Table 2 reports the GS results for the CPI-based inflation rate
series.(5) The GS fractional differencing estimates are generally
similar in magnitude to the corresponding spectral regression estimates.
Strong evidence of persistent dependence is obtained for all CPI-based
inflation rates, with the possible exception of Indonesia, for which the
long-memory evidence is unstable across estimation sample sizes.
Table 3 reports the frequency-domain approximate ML estimates for
the CPI-based inflation rate series. Contrary to the spectral regression
and Gaussian semiparametric methods, the approximate ML method
simultaneously estimates both the short- and the long-memory parameters
of the model. For simple models, such as fractional Gaussian noise,
parameter estimates may be easily obtained. However, the computational
problems associated with estimation of the model become more serious for
higher-order short-memory (ARMA) structures (e.g., trade-offs between
the value of the long-memory parameter and those of the ARMA parameters
as well as possible stationarity and invertibility problems with the AR
and MA polynomials, respectively). To minimize the effects of an
overparameterized short-memory structure and to preserve parsimony, we
arrive at the final ARFIMA specification by the following strategy. We
allow for a short-memory structure up to AR(2), use the Schwarz
information criterion (SIC) to choose the best model, test the
statistical significance of the AR coefficients, and ensure that the
stationarity condition is met for the resulting AR polynomial.(6) As
Table 3 reports, the ARFIMA specifications selected result in fractional
differencing parameter estimates that are broadly consistent with the
semiparametric estimates. Significant evidence of long memory is
obtained for all CPI-based inflation rate series, thus reinforcing the
robustness of the evidence over alternative estimation methods.
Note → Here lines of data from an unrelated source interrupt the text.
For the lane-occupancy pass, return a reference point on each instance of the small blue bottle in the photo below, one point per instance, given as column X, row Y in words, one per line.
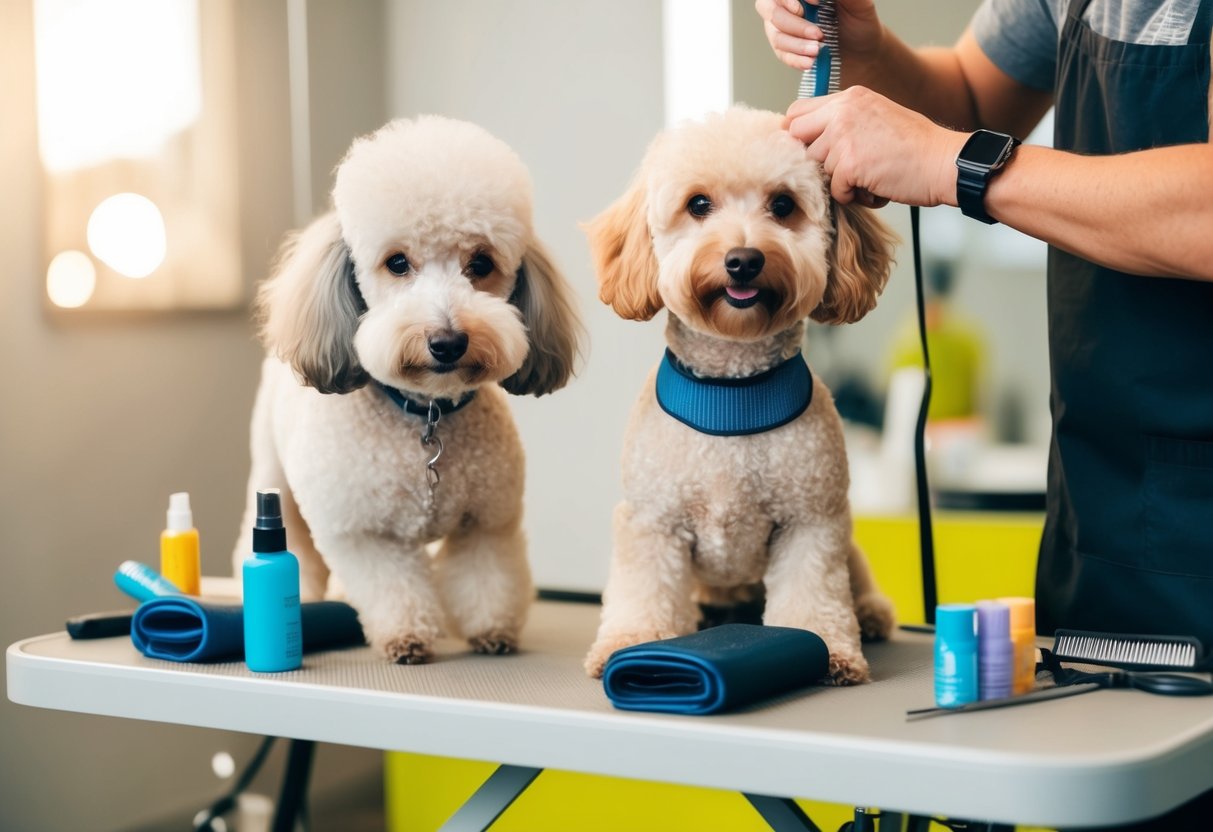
column 956, row 655
column 273, row 632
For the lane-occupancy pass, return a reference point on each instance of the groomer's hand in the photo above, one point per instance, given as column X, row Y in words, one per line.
column 876, row 150
column 796, row 41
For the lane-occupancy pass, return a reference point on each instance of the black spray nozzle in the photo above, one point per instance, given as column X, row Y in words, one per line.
column 268, row 534
column 269, row 509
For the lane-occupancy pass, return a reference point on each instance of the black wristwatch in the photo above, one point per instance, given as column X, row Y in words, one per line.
column 981, row 157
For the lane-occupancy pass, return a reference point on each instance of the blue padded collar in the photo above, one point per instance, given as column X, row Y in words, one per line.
column 735, row 406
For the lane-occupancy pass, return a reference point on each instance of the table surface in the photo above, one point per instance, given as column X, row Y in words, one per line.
column 1105, row 757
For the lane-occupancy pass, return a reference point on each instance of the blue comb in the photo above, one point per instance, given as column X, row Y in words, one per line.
column 825, row 75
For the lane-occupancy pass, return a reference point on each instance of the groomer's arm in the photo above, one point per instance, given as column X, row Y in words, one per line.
column 1145, row 212
column 957, row 86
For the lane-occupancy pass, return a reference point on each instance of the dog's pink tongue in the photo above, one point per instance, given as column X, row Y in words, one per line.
column 740, row 292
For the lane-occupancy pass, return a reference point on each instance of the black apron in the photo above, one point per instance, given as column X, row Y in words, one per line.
column 1128, row 539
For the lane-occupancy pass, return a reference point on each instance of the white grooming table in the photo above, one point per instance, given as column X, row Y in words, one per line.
column 1100, row 758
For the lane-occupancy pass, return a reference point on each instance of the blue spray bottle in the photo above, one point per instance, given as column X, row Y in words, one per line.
column 273, row 633
column 956, row 655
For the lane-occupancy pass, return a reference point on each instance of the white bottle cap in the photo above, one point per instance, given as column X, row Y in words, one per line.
column 181, row 518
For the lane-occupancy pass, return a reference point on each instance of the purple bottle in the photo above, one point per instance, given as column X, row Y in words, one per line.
column 996, row 666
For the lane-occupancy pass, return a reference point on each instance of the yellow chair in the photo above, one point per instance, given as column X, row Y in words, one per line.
column 977, row 556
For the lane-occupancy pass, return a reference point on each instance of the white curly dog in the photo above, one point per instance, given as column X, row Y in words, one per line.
column 730, row 227
column 399, row 315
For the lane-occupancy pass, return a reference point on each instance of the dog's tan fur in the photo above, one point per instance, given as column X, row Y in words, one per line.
column 349, row 462
column 706, row 517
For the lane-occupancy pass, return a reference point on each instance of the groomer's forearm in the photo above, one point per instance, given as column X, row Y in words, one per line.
column 928, row 80
column 1145, row 212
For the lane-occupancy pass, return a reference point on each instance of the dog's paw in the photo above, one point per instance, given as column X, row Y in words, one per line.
column 494, row 643
column 602, row 650
column 876, row 616
column 848, row 670
column 406, row 650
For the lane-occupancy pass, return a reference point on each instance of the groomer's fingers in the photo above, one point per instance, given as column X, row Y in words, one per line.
column 869, row 143
column 867, row 199
column 810, row 123
column 786, row 43
column 804, row 107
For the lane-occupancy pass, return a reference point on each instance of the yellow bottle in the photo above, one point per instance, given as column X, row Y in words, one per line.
column 1023, row 636
column 180, row 562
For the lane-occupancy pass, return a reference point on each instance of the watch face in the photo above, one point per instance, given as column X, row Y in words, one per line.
column 984, row 148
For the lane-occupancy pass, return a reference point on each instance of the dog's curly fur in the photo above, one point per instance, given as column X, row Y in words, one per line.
column 706, row 518
column 448, row 208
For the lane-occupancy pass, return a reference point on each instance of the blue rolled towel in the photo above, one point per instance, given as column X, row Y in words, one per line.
column 181, row 628
column 715, row 670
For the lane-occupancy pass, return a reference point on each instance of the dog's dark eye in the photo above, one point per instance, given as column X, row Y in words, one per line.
column 398, row 265
column 480, row 266
column 782, row 205
column 699, row 205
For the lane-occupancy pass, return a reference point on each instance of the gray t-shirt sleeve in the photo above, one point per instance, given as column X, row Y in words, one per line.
column 1020, row 36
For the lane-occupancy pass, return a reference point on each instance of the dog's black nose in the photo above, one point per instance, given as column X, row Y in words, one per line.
column 448, row 347
column 744, row 265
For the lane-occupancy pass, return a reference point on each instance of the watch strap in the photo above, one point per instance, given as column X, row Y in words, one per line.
column 972, row 182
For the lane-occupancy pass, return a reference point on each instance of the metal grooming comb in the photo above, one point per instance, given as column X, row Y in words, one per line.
column 1132, row 653
column 825, row 75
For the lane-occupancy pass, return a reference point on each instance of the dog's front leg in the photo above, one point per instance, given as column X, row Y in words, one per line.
column 808, row 586
column 389, row 582
column 485, row 585
column 648, row 593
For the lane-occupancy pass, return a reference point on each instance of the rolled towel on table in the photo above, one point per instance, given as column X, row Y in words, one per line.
column 715, row 670
column 181, row 628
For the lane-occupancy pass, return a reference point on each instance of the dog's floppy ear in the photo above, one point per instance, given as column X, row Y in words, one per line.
column 309, row 308
column 553, row 329
column 859, row 265
column 624, row 258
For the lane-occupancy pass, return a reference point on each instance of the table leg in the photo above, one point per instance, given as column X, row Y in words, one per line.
column 290, row 801
column 781, row 814
column 491, row 798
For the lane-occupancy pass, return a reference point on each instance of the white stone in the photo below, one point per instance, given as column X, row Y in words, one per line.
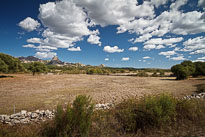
column 23, row 112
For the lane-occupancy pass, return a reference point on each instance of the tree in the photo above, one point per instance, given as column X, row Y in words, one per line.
column 14, row 65
column 37, row 67
column 180, row 71
column 3, row 66
column 200, row 69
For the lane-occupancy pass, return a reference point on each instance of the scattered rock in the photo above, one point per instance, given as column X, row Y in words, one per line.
column 195, row 96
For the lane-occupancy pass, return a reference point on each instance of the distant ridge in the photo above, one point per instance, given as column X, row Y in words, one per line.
column 56, row 61
column 29, row 59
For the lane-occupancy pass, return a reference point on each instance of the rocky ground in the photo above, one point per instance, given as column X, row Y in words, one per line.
column 25, row 92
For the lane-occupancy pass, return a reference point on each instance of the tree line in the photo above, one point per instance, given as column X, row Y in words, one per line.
column 188, row 68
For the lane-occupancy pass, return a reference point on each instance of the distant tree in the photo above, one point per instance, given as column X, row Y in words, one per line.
column 161, row 73
column 37, row 67
column 3, row 67
column 180, row 71
column 14, row 64
column 200, row 69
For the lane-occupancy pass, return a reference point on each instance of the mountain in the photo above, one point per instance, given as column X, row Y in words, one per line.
column 56, row 61
column 29, row 59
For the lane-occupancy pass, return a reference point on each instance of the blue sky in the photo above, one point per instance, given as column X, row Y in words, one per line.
column 117, row 33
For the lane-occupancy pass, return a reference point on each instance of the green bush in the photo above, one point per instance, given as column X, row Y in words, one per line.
column 190, row 110
column 200, row 88
column 142, row 74
column 74, row 121
column 148, row 112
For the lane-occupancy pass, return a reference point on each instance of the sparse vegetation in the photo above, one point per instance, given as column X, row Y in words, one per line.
column 74, row 121
column 142, row 74
column 200, row 88
column 9, row 64
column 188, row 68
column 37, row 67
column 160, row 115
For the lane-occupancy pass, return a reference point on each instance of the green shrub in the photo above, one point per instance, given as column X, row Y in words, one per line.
column 142, row 74
column 74, row 121
column 148, row 112
column 200, row 88
column 190, row 109
column 155, row 74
Table 2. Gaussian Semiparametric Estimates of the Fractional
Differencing Parameter d for CPI-based Inflation Rates
No. Harmonic Ordinates
Inflation Series v = 20 v = 30 v = 40 v = 50 v = 60
G7 Countries
United States 0.840 0.584 0.528 0.539 0.510
Canada 0.667 0.512 0.486 0.483 0.427
Germany 0.643 0.497 0.444 0.432 0.397
United Kingdom 0.513 0.469 0.521 0.373 0.362
France 0.803 0.687 0.594 0.549 0.563
Italy 0.647 0.696 0.488 0.503 0.470
Japan 0.939 0.565 0.487 0.461 0.415
Other Industrial Countries
Austria 0.480 0.239 0.293 0.210 0.215
Belgium 0.660 0.511 0.571 0.509 0.459
Denmark 0.569 0.469 0.386 0.319 0.318
Netherlands 0.811 0.500 0.458 0.353 0.297
Norway 0.640 0.541 0.408 0.292 0.281
Sweden 0.517 0.341 0.223 0.190 0.198
Switzerland 0.645 0.243 0.236 0.222 0.224
Luxemburg 0.581 0.438 0.380 0.364 0.361
Finland 0.846 0.545 0.527 0.358 0.310
Greece 0.538 0.426 0.399 0.354 0.336
Portugal 0.551 0.579 0.404 0.315 0.304
Spain 0.709 0.436 0.331 0.346 0.295
Developing Countries
South Africa 0.554 0.331 0.291 0.272 0.265
Mexico 0.289 0.215 0.219 0.167 0.163
Turkey 0.586 0.409 0.337 0.314 0.278
India 0.650 0.681 0.605 0.536 0.462
Indonesia 0.286 0.095 0.096 0.125 0.203
South Korea 0.454 0.488 0.364 0.337 0.326
Philippines 0.338 0.766 0.549 0.388 0.340
Pakistan 0.573 0.404 0.380 0.343 0.330
Standard Errors 0.111 0.091 0.079 0.070 0.064
The number of harmonic estimates indicates the number of
low-frequency periodogram coordinates used in the estimation.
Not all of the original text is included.